A quick visit to the original Dzong in Thimpu was cool this one is a monastery only and much more compact than those visited on previous days, the temple itself was just as colourful and a monk was banging away on a drum. A few quick photos of the unique traffic police on the way to Druk Pizza bar and lunch.
An hour later I was sitting in a barber’s chair just off the main road getting a $2 haircut before continuing to the hotel at the foot of a mountain only a few minutes’ drive away from the trailhead to Tiger's Nest. The hotel is of the same high quality as the others except the Wi-Fi dropped out and hasn’t restarted, and the waiting staff gave my specially prepared mushroom ravioli to the only other guest by mistake, so it was an omelette again for dinner.
I am dosing myself with medicine as there is no way I can climb that bloody mountain sick, it will be really hard anyway considering my poor fitness level still I have a few more days.
Last night I called the chef out and gave him specific instructions on how to prepare my breakfast and he did a great job - the food here isn't very exciting after the first three or four days.

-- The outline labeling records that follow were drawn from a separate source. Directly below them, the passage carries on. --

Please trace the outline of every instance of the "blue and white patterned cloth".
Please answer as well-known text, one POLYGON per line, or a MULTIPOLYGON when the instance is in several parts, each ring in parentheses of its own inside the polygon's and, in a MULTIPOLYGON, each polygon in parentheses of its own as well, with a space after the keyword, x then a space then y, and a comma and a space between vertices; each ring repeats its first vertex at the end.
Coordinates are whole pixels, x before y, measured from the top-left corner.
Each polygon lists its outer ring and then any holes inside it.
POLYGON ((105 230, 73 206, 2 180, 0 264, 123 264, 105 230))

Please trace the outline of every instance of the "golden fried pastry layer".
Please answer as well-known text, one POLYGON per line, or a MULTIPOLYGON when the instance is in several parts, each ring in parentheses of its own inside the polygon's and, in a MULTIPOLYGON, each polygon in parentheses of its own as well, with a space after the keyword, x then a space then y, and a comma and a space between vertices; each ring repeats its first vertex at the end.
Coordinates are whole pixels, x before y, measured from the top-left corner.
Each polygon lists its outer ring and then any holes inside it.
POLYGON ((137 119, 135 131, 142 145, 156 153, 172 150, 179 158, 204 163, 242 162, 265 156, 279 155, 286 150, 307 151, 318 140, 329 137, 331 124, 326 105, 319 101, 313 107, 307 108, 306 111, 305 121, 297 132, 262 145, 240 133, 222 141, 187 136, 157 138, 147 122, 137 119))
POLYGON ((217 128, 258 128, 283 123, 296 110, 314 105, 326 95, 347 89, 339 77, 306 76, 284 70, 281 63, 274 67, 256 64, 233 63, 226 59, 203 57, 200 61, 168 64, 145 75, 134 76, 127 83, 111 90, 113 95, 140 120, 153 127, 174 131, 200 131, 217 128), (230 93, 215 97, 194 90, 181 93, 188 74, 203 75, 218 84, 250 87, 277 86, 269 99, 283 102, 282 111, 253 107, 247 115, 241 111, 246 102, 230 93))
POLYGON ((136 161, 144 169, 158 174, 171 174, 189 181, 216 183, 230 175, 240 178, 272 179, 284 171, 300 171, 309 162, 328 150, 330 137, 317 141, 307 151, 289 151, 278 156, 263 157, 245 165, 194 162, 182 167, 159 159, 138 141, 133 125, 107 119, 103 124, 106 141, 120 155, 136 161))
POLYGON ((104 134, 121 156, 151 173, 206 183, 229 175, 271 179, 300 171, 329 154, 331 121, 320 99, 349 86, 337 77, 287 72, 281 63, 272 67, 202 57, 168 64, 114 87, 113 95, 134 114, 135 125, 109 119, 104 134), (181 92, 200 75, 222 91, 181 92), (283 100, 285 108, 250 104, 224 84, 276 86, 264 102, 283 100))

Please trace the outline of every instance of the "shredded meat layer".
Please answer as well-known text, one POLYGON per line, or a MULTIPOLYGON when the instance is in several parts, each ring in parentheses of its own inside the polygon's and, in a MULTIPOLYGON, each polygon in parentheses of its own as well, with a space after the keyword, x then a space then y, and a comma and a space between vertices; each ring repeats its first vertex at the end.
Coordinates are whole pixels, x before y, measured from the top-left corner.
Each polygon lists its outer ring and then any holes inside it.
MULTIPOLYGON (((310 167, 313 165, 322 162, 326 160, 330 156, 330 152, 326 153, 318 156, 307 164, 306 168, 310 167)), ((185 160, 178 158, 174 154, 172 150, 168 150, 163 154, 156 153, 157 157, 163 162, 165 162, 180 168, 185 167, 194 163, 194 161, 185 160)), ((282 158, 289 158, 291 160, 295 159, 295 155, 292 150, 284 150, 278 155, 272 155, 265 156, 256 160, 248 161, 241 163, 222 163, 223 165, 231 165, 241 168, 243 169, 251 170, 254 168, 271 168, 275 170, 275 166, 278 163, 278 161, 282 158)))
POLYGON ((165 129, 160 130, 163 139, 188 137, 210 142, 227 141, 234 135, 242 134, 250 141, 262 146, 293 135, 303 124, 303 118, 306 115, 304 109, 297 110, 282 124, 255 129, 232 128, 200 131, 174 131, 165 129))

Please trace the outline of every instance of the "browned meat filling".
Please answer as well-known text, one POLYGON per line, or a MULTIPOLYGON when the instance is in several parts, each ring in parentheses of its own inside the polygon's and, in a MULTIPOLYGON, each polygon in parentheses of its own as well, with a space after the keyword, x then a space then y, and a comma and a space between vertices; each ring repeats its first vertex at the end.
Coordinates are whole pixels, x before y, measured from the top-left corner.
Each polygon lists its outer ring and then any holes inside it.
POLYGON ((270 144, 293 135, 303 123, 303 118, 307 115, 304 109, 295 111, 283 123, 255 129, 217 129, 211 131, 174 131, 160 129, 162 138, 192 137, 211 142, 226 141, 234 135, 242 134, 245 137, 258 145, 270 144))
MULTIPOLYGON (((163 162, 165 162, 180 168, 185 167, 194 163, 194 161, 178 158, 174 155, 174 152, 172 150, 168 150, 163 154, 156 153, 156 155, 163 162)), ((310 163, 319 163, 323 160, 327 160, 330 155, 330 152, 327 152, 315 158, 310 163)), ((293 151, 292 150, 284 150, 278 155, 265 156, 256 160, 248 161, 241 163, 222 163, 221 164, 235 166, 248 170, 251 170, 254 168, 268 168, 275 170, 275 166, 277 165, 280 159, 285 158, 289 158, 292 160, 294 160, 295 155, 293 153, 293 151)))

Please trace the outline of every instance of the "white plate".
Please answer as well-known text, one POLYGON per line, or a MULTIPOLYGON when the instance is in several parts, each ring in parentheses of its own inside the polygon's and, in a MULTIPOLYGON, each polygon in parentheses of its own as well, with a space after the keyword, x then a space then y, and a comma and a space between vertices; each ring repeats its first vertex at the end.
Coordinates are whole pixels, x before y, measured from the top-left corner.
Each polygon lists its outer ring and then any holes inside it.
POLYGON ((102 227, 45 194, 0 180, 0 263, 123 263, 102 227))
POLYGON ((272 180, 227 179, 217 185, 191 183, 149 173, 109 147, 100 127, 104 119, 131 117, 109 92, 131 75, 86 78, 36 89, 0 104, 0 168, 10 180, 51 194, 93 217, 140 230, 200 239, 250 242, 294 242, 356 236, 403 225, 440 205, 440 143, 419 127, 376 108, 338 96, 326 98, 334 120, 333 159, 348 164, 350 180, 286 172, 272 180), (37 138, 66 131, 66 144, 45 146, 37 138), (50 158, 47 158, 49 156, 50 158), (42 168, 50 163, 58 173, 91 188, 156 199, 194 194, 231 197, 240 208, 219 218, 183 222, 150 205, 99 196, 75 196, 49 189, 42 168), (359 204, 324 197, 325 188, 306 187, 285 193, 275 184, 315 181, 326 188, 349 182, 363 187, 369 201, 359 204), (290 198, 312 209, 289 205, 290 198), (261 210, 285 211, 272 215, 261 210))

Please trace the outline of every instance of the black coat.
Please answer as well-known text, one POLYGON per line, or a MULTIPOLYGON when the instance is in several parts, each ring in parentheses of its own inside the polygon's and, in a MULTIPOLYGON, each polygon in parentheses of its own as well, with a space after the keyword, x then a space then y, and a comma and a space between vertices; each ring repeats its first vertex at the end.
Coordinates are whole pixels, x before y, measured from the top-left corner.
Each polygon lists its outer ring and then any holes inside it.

Today we head to the Haa valley crossing over the Chelesea pass (3988m) Bhutan's highest road pass. Travelling through mist enshrouded forests full of bird species was surreal as were the monasteries located high on cliff faces and the number of prayer flags draped across the mountain pass.
Arriving in Haa town we had another plain lunch in a local restaurant then walked down a muddy path to nowhere, the boys seem to think they must find something for me to do from dawn to dusk. We visited the white temple and were lucky enough to see the monks practicing their festival dances before heading to the hotel. It is raining, I am sick and a nap and a chill out afternoon is in order.
No photos today in fact I didn't do much and most disappointingly I won't be making the climb to Tigers Nest tomorrow. I have been getting sicker as each
day passes so what had been a great trip has petered out. My advice is to climb the mountain the day after arrival then it doesn't matter if you don't or can’t do any other hikes.
On a brighter note I have had the hotels too myself the last few days, so the chefs are making custom meals with the assistance of my guide, tonight's egg and cheese thing was pretty good.
After some traditional archery practice which was great fun I went shopping for a few souvenirs before getting the lads to take me to one of Bhutan's few animal charities. The lady who runs it is incredible she does such wonderful work and pays for most of it herself. The people here have free everything but still see animals as little more than a commodity not understanding that a well cared for animal is worth more in the long run.
I donated a few hundred bucks then went and helped her rescue a cow, we drove off into the countryside looking for and eventually finding her up a back lane on the slopes of a mountain. She was in
terrible shape the owners had left her lying in her own shit for a week, the dogs had eaten her tail and she emaciated. We rolled her onto a blanket and lifted her into the back of a ute, she was so weak and about 100 kilos underweight.
It was one of the best things I have done and I would like to come back and volunteer here but visas are near impossible to get.